Prof. Harris was recently the recipient of a 2017-18 Fulbright Fellowship to conduct research on the global diffusion of public health in Thailand. Expanding on his research in his book, he is considering the surprising influence wielded by developing countries on public health policy models that have been adopted around the world. Using Thailand as a case study, he is exploring the shared social, cultural, organizational, or political foundations that has enabled the resource-constrained country to produce and popularize policies on tobacco control, universal health coverage, health technology assessment, and HIV prevention.

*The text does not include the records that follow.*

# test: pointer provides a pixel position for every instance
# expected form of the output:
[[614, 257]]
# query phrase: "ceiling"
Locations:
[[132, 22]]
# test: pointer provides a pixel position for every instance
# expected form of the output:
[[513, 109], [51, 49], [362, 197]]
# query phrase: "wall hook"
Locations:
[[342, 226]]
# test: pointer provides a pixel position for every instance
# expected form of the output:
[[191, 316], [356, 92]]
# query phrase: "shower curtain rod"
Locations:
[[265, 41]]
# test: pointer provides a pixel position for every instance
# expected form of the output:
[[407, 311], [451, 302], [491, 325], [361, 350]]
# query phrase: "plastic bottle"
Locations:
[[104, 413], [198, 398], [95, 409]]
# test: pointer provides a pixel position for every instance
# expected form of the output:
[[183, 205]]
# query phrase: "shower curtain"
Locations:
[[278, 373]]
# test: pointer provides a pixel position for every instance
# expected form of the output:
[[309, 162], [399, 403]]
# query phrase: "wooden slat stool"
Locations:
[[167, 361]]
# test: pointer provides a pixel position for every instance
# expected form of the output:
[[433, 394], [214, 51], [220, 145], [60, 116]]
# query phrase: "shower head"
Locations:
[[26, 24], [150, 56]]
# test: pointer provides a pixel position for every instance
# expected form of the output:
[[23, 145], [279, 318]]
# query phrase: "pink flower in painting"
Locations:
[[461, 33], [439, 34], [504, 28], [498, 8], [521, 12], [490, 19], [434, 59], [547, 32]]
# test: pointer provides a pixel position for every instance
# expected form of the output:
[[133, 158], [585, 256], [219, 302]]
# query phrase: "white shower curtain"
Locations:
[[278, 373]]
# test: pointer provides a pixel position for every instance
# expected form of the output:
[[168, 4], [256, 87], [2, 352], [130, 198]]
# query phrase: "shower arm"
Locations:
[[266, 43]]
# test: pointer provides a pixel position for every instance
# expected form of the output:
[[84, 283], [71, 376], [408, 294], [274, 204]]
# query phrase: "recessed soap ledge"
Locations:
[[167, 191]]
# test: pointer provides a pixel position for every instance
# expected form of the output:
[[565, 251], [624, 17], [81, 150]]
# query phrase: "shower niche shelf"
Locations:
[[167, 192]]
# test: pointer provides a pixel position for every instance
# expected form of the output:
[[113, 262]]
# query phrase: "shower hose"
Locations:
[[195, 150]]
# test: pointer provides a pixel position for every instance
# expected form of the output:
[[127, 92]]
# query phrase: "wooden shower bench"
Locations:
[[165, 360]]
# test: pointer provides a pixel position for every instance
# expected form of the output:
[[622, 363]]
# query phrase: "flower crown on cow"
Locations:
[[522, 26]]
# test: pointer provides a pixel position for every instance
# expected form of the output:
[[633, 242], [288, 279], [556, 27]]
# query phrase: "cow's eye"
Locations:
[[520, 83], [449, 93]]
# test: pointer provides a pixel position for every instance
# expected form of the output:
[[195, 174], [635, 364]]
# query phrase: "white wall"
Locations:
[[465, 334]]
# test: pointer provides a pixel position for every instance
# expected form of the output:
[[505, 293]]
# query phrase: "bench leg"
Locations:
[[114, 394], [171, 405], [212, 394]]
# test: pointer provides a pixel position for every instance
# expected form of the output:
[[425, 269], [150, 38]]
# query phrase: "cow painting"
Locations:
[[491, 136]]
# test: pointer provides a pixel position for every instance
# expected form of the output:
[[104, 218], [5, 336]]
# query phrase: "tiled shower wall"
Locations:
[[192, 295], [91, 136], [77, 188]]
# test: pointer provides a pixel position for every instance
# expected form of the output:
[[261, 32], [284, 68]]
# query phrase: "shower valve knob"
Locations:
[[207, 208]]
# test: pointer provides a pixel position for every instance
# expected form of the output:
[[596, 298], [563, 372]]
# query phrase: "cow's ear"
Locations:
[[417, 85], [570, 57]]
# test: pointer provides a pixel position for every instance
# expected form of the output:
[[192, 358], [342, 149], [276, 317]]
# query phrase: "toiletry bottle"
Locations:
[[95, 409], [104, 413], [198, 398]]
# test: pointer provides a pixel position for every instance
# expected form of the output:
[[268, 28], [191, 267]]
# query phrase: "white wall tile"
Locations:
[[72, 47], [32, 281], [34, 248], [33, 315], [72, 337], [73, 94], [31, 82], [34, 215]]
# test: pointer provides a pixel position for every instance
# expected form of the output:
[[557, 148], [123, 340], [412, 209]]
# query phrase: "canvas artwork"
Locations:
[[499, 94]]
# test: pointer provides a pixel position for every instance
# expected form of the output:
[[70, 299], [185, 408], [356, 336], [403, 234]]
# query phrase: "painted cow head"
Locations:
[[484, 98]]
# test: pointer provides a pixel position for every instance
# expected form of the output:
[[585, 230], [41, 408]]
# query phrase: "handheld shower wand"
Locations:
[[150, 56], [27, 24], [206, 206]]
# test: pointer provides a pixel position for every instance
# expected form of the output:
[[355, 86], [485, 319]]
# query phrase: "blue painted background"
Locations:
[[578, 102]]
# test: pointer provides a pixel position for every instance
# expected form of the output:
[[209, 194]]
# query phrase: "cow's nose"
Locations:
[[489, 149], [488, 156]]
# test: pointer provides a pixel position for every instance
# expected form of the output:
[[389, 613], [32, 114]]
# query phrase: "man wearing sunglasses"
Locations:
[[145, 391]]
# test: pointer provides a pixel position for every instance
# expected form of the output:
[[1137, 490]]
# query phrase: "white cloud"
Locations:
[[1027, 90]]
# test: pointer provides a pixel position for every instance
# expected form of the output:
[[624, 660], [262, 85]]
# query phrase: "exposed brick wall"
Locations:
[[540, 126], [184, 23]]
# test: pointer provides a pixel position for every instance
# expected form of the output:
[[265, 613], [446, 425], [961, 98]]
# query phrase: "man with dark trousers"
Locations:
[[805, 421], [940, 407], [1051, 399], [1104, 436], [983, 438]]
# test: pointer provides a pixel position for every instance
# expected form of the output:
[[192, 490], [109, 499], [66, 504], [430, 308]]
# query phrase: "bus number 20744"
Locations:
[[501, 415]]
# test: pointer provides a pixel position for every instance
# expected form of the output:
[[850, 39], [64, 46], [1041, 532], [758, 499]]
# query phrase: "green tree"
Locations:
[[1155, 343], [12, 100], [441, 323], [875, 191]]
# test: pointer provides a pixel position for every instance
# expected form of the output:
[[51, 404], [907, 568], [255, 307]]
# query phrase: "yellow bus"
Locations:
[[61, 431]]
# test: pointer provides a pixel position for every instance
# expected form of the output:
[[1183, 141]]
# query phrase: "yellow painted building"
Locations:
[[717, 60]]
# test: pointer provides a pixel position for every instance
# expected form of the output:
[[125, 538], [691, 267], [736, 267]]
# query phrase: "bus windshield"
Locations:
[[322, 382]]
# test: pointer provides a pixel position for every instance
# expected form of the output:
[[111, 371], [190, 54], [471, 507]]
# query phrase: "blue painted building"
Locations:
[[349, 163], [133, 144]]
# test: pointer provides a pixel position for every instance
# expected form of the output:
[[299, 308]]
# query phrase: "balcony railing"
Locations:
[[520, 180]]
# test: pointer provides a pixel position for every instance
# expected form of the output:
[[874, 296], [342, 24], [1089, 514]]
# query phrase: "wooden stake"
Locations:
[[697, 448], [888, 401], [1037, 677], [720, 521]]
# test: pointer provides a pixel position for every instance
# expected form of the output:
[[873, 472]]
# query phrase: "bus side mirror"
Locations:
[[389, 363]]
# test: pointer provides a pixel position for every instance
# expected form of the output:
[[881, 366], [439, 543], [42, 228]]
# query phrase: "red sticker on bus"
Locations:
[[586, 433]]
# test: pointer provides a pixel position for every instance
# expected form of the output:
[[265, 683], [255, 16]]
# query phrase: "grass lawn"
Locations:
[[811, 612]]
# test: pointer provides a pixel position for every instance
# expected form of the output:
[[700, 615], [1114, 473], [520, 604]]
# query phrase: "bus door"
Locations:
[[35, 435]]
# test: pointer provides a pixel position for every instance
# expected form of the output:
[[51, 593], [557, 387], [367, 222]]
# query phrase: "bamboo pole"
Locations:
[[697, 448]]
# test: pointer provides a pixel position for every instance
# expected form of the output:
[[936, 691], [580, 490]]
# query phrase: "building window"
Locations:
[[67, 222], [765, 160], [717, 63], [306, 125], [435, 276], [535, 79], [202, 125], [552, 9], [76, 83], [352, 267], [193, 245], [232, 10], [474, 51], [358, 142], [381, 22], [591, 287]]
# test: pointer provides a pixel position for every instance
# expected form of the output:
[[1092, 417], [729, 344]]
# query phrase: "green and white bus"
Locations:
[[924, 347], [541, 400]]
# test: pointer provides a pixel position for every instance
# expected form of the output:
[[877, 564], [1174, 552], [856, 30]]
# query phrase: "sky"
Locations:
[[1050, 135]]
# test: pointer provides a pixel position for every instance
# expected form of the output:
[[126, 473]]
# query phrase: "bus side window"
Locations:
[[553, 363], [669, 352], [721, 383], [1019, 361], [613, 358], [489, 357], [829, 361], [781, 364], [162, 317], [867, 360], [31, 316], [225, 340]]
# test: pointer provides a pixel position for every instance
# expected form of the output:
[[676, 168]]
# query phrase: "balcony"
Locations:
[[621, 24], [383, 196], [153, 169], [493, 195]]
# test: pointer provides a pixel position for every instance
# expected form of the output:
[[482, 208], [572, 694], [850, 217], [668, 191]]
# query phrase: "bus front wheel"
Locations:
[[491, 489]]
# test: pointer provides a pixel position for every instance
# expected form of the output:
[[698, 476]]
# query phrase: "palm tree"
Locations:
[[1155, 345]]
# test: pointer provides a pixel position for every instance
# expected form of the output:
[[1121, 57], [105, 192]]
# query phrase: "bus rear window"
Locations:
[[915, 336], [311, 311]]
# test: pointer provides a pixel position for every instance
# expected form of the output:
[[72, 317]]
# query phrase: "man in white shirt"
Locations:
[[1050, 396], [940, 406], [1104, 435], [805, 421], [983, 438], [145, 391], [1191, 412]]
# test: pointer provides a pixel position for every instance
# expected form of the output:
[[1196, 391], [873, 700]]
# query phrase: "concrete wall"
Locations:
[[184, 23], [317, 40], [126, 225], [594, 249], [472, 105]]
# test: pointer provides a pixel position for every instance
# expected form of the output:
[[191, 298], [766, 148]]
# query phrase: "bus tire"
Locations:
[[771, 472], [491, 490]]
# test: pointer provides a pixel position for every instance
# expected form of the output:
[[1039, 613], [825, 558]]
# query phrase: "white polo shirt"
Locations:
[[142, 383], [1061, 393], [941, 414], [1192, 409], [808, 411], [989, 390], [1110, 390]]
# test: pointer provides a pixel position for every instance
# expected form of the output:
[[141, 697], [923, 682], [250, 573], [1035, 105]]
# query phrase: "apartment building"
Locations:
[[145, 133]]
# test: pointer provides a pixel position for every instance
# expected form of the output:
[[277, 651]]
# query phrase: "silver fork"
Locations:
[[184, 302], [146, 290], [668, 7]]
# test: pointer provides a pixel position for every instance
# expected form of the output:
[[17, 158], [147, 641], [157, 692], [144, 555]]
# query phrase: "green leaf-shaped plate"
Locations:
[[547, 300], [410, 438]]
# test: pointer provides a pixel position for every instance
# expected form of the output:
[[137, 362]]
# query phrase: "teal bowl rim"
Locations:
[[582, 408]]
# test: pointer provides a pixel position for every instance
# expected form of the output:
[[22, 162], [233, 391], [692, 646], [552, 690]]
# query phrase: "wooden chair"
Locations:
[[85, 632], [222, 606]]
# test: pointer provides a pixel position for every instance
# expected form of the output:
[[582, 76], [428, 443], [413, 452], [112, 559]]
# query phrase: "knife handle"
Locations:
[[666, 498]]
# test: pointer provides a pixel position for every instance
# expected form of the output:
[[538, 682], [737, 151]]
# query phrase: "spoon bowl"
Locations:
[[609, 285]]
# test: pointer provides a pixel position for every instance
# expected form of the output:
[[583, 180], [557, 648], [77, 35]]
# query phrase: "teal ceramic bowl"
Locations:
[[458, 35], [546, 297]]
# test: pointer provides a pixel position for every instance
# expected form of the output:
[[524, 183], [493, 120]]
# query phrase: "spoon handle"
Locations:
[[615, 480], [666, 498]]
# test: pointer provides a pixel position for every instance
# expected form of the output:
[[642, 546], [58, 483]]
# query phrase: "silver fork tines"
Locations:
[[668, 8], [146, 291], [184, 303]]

As a Pardee Center Faculty Research Fellow, Prof. Harris is convening the first National Symposium on Global Health and the Social Sciences, which will bring together anthropologists, sociologists, and political scientists working on global health from around the nation and world. The two-day gathering will take place November 9-10, 2017, and is intended to expose participants to colleagues from other disciplines, to new ideas, and to provide the opportunity for scholars to create new research pathways and chart new agendas in conference sessions with both disciplinary and interdisciplinary themes.


Praise for the book:

“Through an in-depth analysis of three countries from different continents, this excellent book deepens scholarly understanding of the health care improvements resulting from democratization. In an innovative twist, Joseph Harris highlights how heightened political competition empowers progressive professional movements, which manage to promote poor people’s medical needs and interests against considerable resistance.”—Kurt Weyland, author of Making Waves.

 “Joseph Harris has written a masterful account about achieving access to health services and to AIDS medications in three countries—Thailand, Brazil, and South Africa. His book explains both successes and failures in six case studies. He focuses attention on a new idea: the critical role of professional movements in driving policy reforms to expand access. The book offers both theoretical and practical lessons, and will be welcomed by policymakers, academics, and activists. It is an important and readable addition to the literature on achieving access.”—Michael R. Reich, coauthor of Getting Health Reform Right.

 “The excellent Achieving Access is very timely, and it helps us understand how specific policies came about (or didn’t) in Brazil, Thailand and South Africa. The reader feels intimately connected to the events that Joseph Harris describes. This is not just an account of lawyers and doctors, but of individual people.”—Joseph Wong, Ralph and Roz Halbert Professor of Innovation, Munk School of Global Affairs, University of Toronto, author of Betting on Biotech.